The ripples touched the new generation of heroes growing up in New Gauntlet City. This open villainy started a wave of introspection among the younger generation, forcing them to take a harder look at the failures of their parents and mentors. They saw that the Silver Generation often seemed more focused on grand gestures than real change. What’s more, the Silver Generation still clung to power, held their positions of dominance over the city and the world, and this new generation had little to no room to call their own. Young heroes changed their identities and their ideas. New heroes rose up, touting new ideas and methods.
The Bronze Generation was the first generation to truly doubt the entire idea of superheroism as it had existed so far. They opened doors to exploring different ways of being heroes, even if many of those doors led to dark places. They took on social issues their parents and mentors had left alone. And they carved out their own place as a darker, more exploratory, more cynical generation than the ones that had come before.
The Bronze Generation is very much present and active today. Though members of the Silver Generation still sit in positions of power, the Bronze Generation have found their own places and their own sources of power. They’re ready to seize the reins as more of the Silver Generation moves into obsolescence and retirement
- Modern Generation (born from the 1990s to today)
The newest generation of superheroes, most of them still quite young, comes from a unique place. They live in a world well-used to the idea of superhuman individuals. Dinosaurs stomping down Main Street is just a thing that happens sometimes; invading aliens and escaped products of mad science are treated as somewhere between average problems of the city and tourist attractions. As the latest superheroes to arrive on the scene, they have a stronger, more innate grasp of superhuman issues than any other generation—though that’s not always a good thing.
They don’t have a name yet, really—the name “Modern Generation” is a tentative placeholder, used right alongside “The New Generation,” “The Young Generation,” and other names. They haven’t yet made their mark on the world, nor have they developed as strong an identity as those who have come before. New Gauntlet City doesn’t know what it will become as they grow up and rise to greater and greater power.
Some members of the Modern Generation have made splashes, especially in the realm of celebrity and the internet, like cosmic-powered Spop-star Starborne. Some have apprenticed themselves to older heroes, earning their names in the city at large as scions of the powers that be. Most are aware of fame and popularity, of the voices of everyone around them, more than those of other generations. And they all feel the eyes of the older generations on them.
So far, they’ve proved themselves a generation of greater hope and greater skepticism, somehow, than any other generation. They’re aware of both the triumphs and the failings of those who came before them, in a way no other generation has been. They see the Gold Generation’s nobility, and all-too-easy oversight; the Silver Generation’s power and success, and domineering attitudes; the Bronze Generation’s frustration and search for new alternatives, and ultimate failure to change anything significantly.

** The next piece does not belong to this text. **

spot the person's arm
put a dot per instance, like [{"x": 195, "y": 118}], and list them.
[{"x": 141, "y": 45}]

All of that history weighs on them, as they try to determine who they want to be, and what they can do. Maybe they want to change the world; maybe they give up the fight and go for fame instead. Maybe they think the whole system needs fixing; maybe they try to work within the rules. In all cases, they’re still finding their way, deciding exactly what they’re going to be, and what world they’re going to make.
The world awaits with trepidation and excitement to see what they will finally become.